Small startups bring in big dollars as companies try to acquire innovation, rather than build it

Mar 2, 2014

by Jim Kerr

The rise of cloud-based infrastructure has created a new playing field for the world’s tech companies, where creating, testing and releasing a new idea costs a fraction of what it once did.

Rather than build innovation from within, what we’re seeing these days is a major shift towards big companies figuring out what type of innovation they’re after and purchasing smaller startups that have already developed that technology.

Here are five major acquisitions of cloud-based companies from the last year:

February 19, 2014 – Facebook buys WhatsApp for $19 billion

Facebook’s Mark Zuckerberg made major headlines in February with the purchase of instant-messaging app WhatsApp for a whopping $19 billion ($4 billion cash, about $12 billion in stocks and $3 billion in restricted stock over the next four years). The startup reportedly has 450 million users worldwide, with 100 million of those being added in 2013. Google reportedly tried to buy WhatsApp last year for a meager $1 billion.

Dec 21, 2013 – Oracle acquires Responsys for $1.39 billion

Oracle did its part to extend its cloud businesses by acquiring business-to-consumer marketing software firm Responsys for $1.39 billion last December. Oracle offers cloud-based services in sales, commerce, service, social and marketing activities, and also makes business software.

Nov 6, 2013 – OpenText acquires GXS Group for $1.17 billion

Canadian software company OpenText shelled out $1.17 billion for U.S.-based GXS Group in November of 2013. GXS Group provides a cloud-based business interaction platform that operates like a trading exchange. Business Cloud News says with the move, OpenText adds new technology and services to its portfolio.

June 2013 – IBM acquires Softlayer for $2 billion

Tech-giant IBM announced last June that it was purchasing Softlayer, the world’s biggest privately held public cloud infrastructure operator, for $2 billion. Forbes reports the move is in response to IBM noticing a pattern of companies moving their operations to the cloud. The company has spent billions of dollars building out this part of its business over the past three years.
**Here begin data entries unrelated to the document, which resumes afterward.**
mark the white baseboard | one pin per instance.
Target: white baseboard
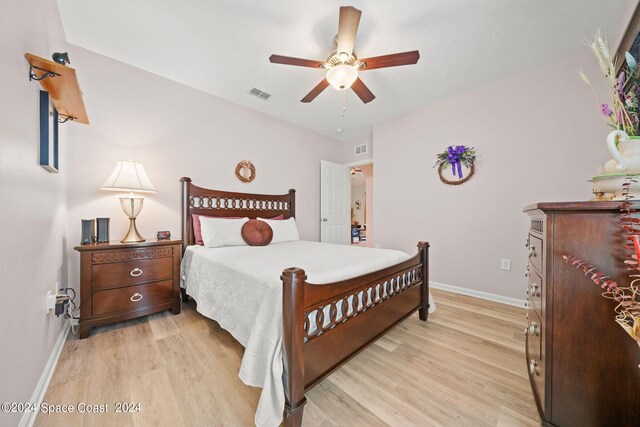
(29, 418)
(478, 294)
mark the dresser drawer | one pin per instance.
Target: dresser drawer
(131, 298)
(535, 252)
(127, 273)
(536, 365)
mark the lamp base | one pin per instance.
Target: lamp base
(133, 235)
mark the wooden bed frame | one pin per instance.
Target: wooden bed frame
(384, 298)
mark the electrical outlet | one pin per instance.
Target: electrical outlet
(51, 301)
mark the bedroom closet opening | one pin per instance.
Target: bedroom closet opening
(362, 205)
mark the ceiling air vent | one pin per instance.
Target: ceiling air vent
(260, 94)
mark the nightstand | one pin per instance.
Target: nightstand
(121, 281)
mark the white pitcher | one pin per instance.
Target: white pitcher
(625, 151)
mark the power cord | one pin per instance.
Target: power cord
(71, 307)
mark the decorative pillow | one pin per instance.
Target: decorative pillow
(283, 230)
(197, 231)
(257, 233)
(217, 232)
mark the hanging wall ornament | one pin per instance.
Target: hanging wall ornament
(245, 171)
(456, 156)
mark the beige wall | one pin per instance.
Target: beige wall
(33, 210)
(539, 137)
(177, 131)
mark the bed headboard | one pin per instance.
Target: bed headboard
(203, 201)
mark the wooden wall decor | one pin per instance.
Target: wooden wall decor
(246, 171)
(48, 134)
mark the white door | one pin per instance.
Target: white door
(335, 212)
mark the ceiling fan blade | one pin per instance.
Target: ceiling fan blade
(393, 60)
(347, 29)
(315, 91)
(362, 91)
(288, 60)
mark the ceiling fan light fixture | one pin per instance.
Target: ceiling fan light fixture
(342, 76)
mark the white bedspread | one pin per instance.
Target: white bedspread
(240, 288)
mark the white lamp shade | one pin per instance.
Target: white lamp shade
(342, 76)
(128, 176)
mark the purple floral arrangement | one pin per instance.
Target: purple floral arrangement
(456, 156)
(622, 109)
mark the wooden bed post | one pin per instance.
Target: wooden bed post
(423, 248)
(292, 202)
(186, 224)
(293, 280)
(186, 218)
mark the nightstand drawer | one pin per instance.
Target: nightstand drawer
(116, 275)
(131, 298)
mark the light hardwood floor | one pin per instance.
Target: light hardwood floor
(464, 367)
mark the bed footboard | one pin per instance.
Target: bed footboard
(325, 326)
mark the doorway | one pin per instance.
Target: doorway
(362, 205)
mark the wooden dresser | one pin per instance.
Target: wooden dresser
(582, 365)
(121, 281)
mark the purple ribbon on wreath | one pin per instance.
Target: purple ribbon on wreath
(454, 157)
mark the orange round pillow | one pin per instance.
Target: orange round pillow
(257, 233)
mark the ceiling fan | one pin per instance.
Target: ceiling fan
(343, 65)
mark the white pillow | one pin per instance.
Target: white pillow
(284, 230)
(218, 232)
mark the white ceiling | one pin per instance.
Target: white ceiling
(222, 47)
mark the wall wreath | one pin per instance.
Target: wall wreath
(246, 171)
(456, 156)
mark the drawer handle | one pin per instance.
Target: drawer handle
(532, 251)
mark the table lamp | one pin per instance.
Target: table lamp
(130, 176)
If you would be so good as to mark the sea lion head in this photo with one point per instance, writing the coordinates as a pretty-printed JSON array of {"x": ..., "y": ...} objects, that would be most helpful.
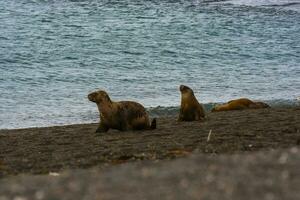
[
  {"x": 99, "y": 97},
  {"x": 185, "y": 90}
]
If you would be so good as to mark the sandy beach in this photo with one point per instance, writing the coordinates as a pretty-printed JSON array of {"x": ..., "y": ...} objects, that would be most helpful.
[{"x": 78, "y": 153}]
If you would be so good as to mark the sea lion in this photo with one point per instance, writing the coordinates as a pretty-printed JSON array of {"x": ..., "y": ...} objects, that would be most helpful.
[
  {"x": 122, "y": 115},
  {"x": 240, "y": 104},
  {"x": 190, "y": 108}
]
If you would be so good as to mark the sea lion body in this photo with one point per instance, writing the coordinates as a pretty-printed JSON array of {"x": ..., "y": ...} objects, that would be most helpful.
[
  {"x": 122, "y": 115},
  {"x": 240, "y": 104},
  {"x": 190, "y": 108}
]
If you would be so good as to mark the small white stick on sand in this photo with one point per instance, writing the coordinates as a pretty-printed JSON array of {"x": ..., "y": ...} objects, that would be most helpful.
[{"x": 208, "y": 137}]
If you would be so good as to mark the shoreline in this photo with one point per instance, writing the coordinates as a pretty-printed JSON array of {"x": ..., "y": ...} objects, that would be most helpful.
[
  {"x": 167, "y": 111},
  {"x": 260, "y": 146}
]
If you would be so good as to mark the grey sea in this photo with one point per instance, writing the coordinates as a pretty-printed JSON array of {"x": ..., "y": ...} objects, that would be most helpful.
[{"x": 54, "y": 52}]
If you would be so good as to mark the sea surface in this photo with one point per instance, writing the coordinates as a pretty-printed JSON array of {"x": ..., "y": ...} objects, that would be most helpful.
[{"x": 54, "y": 52}]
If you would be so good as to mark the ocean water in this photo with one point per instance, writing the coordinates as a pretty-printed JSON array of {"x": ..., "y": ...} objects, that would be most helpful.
[{"x": 53, "y": 53}]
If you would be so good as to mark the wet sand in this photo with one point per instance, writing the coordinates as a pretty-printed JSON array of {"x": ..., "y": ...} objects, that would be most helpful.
[{"x": 240, "y": 145}]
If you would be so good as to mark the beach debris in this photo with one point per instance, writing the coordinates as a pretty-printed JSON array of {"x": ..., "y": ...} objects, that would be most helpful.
[
  {"x": 53, "y": 174},
  {"x": 209, "y": 134}
]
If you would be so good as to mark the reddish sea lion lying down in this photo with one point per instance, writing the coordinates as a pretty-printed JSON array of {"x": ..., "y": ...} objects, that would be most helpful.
[
  {"x": 122, "y": 115},
  {"x": 240, "y": 104},
  {"x": 190, "y": 108}
]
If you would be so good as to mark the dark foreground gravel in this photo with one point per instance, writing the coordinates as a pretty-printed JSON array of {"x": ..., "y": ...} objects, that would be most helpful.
[
  {"x": 251, "y": 154},
  {"x": 263, "y": 175}
]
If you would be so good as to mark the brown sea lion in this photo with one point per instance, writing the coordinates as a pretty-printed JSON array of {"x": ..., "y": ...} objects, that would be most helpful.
[
  {"x": 190, "y": 108},
  {"x": 240, "y": 104},
  {"x": 122, "y": 115}
]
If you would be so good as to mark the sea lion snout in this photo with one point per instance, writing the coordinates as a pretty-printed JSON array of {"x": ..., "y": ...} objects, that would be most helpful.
[{"x": 92, "y": 96}]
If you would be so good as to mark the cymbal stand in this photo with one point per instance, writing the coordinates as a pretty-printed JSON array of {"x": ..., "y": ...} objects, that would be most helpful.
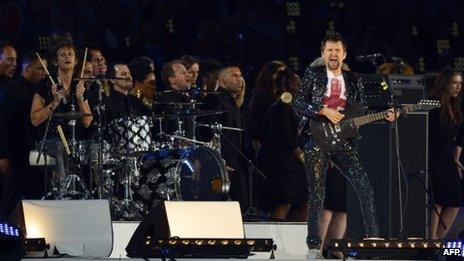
[{"x": 100, "y": 108}]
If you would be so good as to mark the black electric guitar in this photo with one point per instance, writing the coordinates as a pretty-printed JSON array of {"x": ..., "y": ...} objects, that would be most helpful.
[{"x": 329, "y": 136}]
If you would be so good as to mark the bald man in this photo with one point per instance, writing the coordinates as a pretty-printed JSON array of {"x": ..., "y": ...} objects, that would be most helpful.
[{"x": 8, "y": 62}]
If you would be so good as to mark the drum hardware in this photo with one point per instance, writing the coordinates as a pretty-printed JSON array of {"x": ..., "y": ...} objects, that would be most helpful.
[
  {"x": 72, "y": 115},
  {"x": 131, "y": 136},
  {"x": 207, "y": 144},
  {"x": 178, "y": 104},
  {"x": 218, "y": 127},
  {"x": 126, "y": 208},
  {"x": 72, "y": 187}
]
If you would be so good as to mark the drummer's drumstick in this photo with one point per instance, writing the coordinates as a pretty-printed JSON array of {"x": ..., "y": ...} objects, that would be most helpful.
[
  {"x": 46, "y": 70},
  {"x": 63, "y": 139},
  {"x": 83, "y": 63}
]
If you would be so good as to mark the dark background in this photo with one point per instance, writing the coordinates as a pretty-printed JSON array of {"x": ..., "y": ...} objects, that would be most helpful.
[{"x": 426, "y": 33}]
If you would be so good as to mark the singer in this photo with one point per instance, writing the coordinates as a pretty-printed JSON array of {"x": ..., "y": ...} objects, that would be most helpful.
[
  {"x": 58, "y": 93},
  {"x": 327, "y": 90}
]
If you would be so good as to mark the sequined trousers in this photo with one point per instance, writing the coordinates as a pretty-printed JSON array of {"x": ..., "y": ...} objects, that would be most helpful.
[{"x": 316, "y": 164}]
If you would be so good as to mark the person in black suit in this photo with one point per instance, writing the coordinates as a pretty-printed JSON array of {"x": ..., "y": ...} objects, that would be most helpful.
[
  {"x": 17, "y": 137},
  {"x": 174, "y": 75},
  {"x": 230, "y": 84},
  {"x": 446, "y": 140}
]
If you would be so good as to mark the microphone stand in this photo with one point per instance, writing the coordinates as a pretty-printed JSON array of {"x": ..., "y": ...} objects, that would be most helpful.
[
  {"x": 399, "y": 166},
  {"x": 41, "y": 149},
  {"x": 100, "y": 111}
]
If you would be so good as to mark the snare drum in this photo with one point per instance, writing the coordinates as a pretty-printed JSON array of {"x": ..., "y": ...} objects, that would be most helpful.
[{"x": 131, "y": 135}]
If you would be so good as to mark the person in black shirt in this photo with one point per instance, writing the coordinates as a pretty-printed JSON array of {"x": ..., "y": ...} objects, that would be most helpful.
[
  {"x": 120, "y": 104},
  {"x": 8, "y": 63},
  {"x": 280, "y": 158},
  {"x": 446, "y": 139},
  {"x": 17, "y": 137},
  {"x": 61, "y": 98},
  {"x": 230, "y": 82},
  {"x": 143, "y": 76},
  {"x": 174, "y": 75}
]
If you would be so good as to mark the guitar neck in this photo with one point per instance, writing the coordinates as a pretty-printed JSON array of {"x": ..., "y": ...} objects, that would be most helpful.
[{"x": 359, "y": 121}]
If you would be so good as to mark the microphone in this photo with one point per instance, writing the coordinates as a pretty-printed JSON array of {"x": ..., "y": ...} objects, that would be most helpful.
[
  {"x": 63, "y": 98},
  {"x": 398, "y": 60},
  {"x": 362, "y": 58}
]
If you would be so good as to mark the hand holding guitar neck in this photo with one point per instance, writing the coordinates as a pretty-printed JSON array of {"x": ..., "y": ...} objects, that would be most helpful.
[
  {"x": 63, "y": 140},
  {"x": 333, "y": 115}
]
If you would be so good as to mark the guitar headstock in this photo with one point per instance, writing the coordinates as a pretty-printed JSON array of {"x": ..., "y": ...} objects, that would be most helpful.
[{"x": 426, "y": 105}]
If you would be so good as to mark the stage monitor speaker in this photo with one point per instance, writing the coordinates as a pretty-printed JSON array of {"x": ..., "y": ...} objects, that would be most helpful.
[
  {"x": 377, "y": 153},
  {"x": 408, "y": 89},
  {"x": 73, "y": 227},
  {"x": 188, "y": 219}
]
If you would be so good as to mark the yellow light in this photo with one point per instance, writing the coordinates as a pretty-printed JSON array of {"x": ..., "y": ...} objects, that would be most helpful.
[{"x": 33, "y": 230}]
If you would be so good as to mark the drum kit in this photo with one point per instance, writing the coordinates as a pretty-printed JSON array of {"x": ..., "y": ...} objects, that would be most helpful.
[{"x": 135, "y": 164}]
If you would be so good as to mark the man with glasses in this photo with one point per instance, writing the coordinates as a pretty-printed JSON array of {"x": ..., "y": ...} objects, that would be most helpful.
[{"x": 144, "y": 79}]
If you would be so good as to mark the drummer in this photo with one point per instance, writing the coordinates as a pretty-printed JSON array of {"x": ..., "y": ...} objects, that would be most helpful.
[
  {"x": 62, "y": 97},
  {"x": 120, "y": 104},
  {"x": 173, "y": 101}
]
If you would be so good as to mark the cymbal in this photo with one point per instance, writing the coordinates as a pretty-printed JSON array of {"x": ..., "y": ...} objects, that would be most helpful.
[
  {"x": 199, "y": 113},
  {"x": 177, "y": 103},
  {"x": 72, "y": 115},
  {"x": 99, "y": 79},
  {"x": 192, "y": 90}
]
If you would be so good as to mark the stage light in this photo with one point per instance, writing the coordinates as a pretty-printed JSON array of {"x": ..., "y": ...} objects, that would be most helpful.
[
  {"x": 73, "y": 227},
  {"x": 10, "y": 242},
  {"x": 455, "y": 29},
  {"x": 394, "y": 248}
]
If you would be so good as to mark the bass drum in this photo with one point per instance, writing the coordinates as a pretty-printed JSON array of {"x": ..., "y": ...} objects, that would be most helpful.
[
  {"x": 194, "y": 173},
  {"x": 201, "y": 175}
]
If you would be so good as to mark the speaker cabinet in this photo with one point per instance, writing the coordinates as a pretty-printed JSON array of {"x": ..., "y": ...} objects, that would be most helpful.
[{"x": 378, "y": 155}]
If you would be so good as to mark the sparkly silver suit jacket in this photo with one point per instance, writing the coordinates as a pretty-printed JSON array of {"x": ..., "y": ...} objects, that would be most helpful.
[{"x": 308, "y": 100}]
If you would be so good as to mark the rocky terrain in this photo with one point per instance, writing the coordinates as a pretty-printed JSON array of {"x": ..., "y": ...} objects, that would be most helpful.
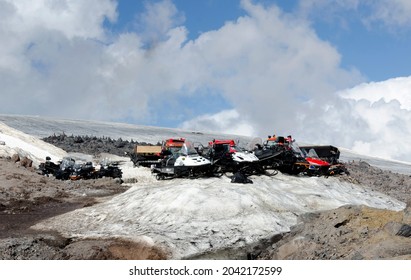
[
  {"x": 352, "y": 232},
  {"x": 349, "y": 232},
  {"x": 27, "y": 197}
]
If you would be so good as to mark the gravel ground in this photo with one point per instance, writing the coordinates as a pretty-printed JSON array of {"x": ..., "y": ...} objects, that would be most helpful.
[{"x": 350, "y": 232}]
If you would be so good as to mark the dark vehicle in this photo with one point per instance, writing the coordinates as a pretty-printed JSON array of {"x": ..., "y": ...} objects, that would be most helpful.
[{"x": 68, "y": 169}]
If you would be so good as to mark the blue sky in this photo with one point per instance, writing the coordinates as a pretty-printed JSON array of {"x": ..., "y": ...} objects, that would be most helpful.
[
  {"x": 379, "y": 51},
  {"x": 325, "y": 71}
]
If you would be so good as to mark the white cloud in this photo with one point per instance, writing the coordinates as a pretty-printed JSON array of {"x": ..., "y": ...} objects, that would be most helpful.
[
  {"x": 228, "y": 121},
  {"x": 391, "y": 13},
  {"x": 385, "y": 109},
  {"x": 275, "y": 73}
]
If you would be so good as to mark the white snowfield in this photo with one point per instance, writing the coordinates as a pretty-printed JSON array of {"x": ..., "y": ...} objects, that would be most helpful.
[
  {"x": 17, "y": 142},
  {"x": 192, "y": 218}
]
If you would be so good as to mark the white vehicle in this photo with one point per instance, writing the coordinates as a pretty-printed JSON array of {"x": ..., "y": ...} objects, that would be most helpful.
[{"x": 186, "y": 162}]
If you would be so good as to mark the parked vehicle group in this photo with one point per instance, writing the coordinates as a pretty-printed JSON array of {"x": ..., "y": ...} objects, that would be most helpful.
[{"x": 181, "y": 158}]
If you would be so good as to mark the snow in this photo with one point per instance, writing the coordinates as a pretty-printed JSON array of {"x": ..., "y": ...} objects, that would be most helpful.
[
  {"x": 17, "y": 142},
  {"x": 190, "y": 217}
]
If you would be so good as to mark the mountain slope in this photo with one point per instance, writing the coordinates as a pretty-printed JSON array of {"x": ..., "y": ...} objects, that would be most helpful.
[{"x": 202, "y": 217}]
June 2013 – Salesforce acquires ExactTarget for $2.5 billion

Salesforce made a big splash in June of 2013 when it bought up ExactTarget, a marketing software maker, for $2.5 billion. Forbes reports that Salesforce started as a provider of sales-automation software, but has been dipping into the marketing software side of things in recent years. Salesforce and ExactTarget both sell software directly to marketing departments.